Science Fiction Stories
Imaginative speculations at the timescale of civilization. We’re interested in stories that take unexpected angles on the future and the past, honing in on details that you only see when you take a longer view. (1000 - 4000 words)
- In “The Mammoth Steps,” translation technology and norms of interspecies communication make possible a deep friendship between a boy and a de-extincted mammoth.
- This short story looks towards 02123, imagining a future Pantone Color of the Year that nods to insect sentience: Cochineal Red.
Poems
Work that engages with long-term thinking and time in whatever ways you see fit. No restrictions on form or length.
- “Consequences of Perspective” by Eleonor Botoman
- “Five Poems” by Chivas Sandage
- “Four Poems” by James Steck
Payment
Payment varies depending on the kind of story, the reporting involved, and the time commitment.
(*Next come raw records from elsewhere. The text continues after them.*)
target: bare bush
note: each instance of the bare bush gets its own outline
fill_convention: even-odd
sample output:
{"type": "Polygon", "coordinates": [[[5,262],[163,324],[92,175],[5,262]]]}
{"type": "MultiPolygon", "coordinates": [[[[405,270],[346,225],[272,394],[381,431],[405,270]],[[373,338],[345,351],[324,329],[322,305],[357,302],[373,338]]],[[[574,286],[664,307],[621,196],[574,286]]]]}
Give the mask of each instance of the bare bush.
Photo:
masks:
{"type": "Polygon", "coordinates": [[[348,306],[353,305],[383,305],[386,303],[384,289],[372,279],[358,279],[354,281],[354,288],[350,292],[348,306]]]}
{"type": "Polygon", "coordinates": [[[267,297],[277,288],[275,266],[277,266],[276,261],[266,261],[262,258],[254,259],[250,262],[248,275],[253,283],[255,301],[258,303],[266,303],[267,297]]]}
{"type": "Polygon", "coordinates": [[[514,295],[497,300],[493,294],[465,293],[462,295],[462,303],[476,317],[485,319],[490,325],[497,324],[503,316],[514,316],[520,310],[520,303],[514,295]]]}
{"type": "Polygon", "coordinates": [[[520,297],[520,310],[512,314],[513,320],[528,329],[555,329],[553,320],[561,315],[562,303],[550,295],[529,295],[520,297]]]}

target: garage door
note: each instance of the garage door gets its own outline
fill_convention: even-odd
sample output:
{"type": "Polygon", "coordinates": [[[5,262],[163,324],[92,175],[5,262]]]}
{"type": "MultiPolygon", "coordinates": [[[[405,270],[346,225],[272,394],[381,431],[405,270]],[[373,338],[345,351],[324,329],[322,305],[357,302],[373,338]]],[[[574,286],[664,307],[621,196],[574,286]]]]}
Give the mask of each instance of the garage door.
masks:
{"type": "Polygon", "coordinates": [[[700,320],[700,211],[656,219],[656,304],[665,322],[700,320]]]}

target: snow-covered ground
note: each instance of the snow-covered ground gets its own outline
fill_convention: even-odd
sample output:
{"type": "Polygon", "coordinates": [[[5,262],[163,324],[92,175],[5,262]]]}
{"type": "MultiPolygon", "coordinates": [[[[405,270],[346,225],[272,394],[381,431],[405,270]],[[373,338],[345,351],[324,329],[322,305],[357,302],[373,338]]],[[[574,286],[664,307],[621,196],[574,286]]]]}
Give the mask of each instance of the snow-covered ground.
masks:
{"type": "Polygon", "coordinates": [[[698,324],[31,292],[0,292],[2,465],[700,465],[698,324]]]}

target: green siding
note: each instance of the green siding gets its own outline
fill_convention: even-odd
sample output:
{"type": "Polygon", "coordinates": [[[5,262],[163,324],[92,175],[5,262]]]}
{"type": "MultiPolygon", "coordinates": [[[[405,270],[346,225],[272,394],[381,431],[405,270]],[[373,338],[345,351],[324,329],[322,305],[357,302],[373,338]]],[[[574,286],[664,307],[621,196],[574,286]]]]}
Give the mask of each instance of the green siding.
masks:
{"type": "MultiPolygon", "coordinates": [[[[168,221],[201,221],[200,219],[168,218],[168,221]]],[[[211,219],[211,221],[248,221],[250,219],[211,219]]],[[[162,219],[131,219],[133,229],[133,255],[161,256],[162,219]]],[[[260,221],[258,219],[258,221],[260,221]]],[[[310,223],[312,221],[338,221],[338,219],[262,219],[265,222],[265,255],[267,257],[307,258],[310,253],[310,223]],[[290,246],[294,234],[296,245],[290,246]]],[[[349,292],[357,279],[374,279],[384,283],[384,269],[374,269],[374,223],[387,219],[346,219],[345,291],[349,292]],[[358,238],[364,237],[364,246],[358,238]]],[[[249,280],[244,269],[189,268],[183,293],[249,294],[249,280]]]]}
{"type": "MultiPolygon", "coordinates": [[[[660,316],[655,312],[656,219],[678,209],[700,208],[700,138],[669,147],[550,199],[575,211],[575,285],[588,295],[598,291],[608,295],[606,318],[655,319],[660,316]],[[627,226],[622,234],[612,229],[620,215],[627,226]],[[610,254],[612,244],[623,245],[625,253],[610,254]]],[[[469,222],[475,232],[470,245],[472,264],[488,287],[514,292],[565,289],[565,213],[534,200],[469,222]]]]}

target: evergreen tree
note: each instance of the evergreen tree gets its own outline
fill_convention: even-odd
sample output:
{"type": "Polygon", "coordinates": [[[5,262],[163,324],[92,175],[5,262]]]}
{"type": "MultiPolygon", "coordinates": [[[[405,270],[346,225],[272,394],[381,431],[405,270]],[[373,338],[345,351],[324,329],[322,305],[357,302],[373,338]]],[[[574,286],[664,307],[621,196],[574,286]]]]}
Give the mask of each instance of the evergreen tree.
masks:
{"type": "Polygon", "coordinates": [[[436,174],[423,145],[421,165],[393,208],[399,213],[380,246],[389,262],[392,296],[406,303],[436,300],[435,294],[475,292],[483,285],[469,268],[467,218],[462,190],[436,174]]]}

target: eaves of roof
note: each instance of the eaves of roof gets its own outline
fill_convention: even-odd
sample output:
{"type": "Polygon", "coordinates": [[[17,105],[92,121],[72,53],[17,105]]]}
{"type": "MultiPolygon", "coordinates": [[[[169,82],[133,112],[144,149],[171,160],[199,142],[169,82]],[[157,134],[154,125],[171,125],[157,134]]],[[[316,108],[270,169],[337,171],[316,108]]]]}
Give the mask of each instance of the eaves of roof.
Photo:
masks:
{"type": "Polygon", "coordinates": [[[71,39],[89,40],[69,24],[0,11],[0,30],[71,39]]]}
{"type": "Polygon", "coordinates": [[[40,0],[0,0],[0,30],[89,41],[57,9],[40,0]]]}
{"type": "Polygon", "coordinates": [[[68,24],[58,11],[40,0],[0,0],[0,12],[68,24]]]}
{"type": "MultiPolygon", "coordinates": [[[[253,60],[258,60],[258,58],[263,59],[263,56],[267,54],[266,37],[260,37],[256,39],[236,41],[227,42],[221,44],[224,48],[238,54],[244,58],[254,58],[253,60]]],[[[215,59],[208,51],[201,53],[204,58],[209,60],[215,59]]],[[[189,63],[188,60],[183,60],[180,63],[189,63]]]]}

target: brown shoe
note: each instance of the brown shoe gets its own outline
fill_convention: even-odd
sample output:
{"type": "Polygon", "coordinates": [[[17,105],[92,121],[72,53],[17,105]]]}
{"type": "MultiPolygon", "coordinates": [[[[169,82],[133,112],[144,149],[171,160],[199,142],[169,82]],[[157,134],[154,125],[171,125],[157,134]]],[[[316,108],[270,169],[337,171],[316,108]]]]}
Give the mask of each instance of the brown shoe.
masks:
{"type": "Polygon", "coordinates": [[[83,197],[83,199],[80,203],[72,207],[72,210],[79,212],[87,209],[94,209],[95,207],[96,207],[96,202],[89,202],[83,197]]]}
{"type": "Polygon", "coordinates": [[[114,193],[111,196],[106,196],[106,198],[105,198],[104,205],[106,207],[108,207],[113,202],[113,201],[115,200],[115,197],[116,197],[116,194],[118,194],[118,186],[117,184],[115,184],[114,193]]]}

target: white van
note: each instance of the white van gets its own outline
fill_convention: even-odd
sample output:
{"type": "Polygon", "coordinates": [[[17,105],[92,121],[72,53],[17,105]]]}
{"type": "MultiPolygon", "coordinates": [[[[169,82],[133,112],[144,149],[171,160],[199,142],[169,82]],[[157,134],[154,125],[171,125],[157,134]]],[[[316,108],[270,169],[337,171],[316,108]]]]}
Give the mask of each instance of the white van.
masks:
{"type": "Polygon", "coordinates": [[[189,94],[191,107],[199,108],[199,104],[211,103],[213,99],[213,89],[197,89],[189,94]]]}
Payment starts at $600 for features and essays, and ranges between $300 - $600 for interviews, book reviews, and short-form science journalism and news articles. We pay $100 for science fiction stories and $25 per poem (with a maximum of four poems per submission).
How to Pitch
For non-fiction pitches: send an email to ideas@longnow.org with “Pitch” in the subject line followed by a proposed headline. In the email, describe what you're hoping to write about and how it's relevant to Long Now's topical and temporal focus. If you're pitching an essay, give us a sense of the argument you're making. If you're pitching a feature, give us a sense of the narrative structure, who you plan to speak to, and any other key logistical details. If your pitch is time-sensitive, let us know. You're welcome to provide relevant bylines and a brief bio.
For fiction and poetry, send an email to ideas@longnow.org with a subject line noting whether your submission is fiction or poetry. Link to your submission in Google Docs/Drive or include the full text of the submission in the email. Feel free to contextualize the work with a sentence or two in the body of the email.
We are a relatively small team of editors and reviewers. While we endeavor to respond to pitches and submissions in a timely manner (within three weeks), we cannot guarantee a response to all inquiries. If you don’t hear from us within a month, it is likely that we are not interested in your submission.